What is the difference between Hands-On-Large-Language-Models and llm-course?
Hands-On-Large-Language-Models: Official code repo for the O'Reilly Book - 'Hands-On Large Language Models'. llm-course: Course to get into Large Language Models (LLMs) with roadmaps and Colab notebooks. See the comparison table for live GitHub stats and shared categories.
When should I choose Hands-On-Large-Language-Models over llm-course?
Choose Hands-On-Large-Language-Models over llm-course when These both provide educational material for learning and applying LLMs including colab notebooks; Tags unique to Hands-On-Large-Language-Models: artificial-intelligence, book; Also covers Developer Tools; When you seek practical insights into LLMs complemented with nearly 300 custom-made figures for educational clarity;.
When should I choose llm-course over Hands-On-Large-Language-Models?
Choose llm-course over Hands-On-Large-Language-Models when These both provide educational material for learning and applying LLMs including colab notebooks; Tags unique to llm-course: llm, machine-learning, course, roadmap; Also covers Evaluation & Observability, Model Training; - When you want to understand the foundational aspects of machine learning alongside more advanced topics on building efficient and high-performing large language models.

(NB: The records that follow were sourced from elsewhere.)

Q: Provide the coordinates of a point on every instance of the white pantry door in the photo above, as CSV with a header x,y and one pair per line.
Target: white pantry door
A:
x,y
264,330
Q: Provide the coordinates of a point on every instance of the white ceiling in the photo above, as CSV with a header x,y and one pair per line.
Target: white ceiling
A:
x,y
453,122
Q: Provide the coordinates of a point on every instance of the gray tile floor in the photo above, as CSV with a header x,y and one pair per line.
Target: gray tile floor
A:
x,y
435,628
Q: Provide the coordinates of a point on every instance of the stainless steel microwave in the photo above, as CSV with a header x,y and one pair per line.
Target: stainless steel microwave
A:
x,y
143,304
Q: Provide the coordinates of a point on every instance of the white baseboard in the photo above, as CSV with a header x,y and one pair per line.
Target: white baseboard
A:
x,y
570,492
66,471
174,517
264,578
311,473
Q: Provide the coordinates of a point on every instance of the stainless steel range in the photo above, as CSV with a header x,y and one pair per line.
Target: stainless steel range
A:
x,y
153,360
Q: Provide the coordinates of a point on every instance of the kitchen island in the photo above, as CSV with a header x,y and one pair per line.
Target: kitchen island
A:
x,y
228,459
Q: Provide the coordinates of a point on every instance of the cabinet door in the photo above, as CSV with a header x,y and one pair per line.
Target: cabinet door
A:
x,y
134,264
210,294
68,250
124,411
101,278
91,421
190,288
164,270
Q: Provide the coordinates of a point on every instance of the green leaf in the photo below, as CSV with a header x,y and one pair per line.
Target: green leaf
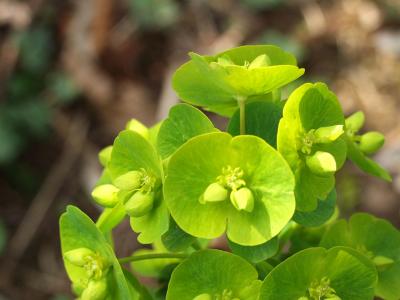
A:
x,y
175,239
365,163
262,120
77,230
257,253
131,152
111,217
199,162
183,123
205,82
308,109
338,269
152,225
375,238
213,272
317,217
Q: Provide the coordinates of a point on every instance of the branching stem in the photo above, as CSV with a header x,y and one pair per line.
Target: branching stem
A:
x,y
242,109
128,259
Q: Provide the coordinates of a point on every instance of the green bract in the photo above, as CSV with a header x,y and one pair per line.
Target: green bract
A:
x,y
268,184
378,240
235,163
89,259
184,122
310,139
316,273
133,158
360,146
246,74
214,274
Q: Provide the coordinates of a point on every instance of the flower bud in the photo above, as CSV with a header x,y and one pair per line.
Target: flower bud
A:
x,y
328,134
138,127
129,181
215,193
139,204
260,61
96,290
321,163
243,199
78,256
204,296
106,195
355,121
371,142
105,155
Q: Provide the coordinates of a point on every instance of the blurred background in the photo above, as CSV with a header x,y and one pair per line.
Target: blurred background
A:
x,y
72,73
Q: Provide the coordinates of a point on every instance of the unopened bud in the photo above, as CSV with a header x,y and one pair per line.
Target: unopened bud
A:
x,y
215,193
138,127
204,296
78,256
355,121
328,134
260,61
243,199
106,195
129,181
321,163
139,204
105,155
371,142
96,290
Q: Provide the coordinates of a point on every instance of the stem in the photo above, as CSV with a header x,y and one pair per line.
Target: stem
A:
x,y
242,108
125,260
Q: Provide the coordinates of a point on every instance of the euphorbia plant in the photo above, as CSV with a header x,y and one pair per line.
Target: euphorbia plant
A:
x,y
265,189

When should I avoid Hands-On-Large-Language-Models?
If your workflow does not include hands-on coding within Jupyter Notebooks and you do not require the visual educational elements provided by custom figures. When you need support or solutions using platforms other than Google Colab as setup examples and stability assurances are specifically tailored for Google Colab. If advanced theoretical insights beyond practical usage of LLMs are your priority, since this tool focuses more on hands-on application rather than deep theory. In scenarios where immediate access to the latest technical support from a wide community is essential, as this repository’s community might be more niche compared to broader, more generic developer L
When should I avoid llm-course?
- If you're focused primarily on specialized aspects of AI and machine learning that fall outside the scope of large language models. - Not recommended if your immediate need is to dive deep into a narrow topic without the structured progression offered here, preferring instead direct access to advanced use-cases or niche LLM areas.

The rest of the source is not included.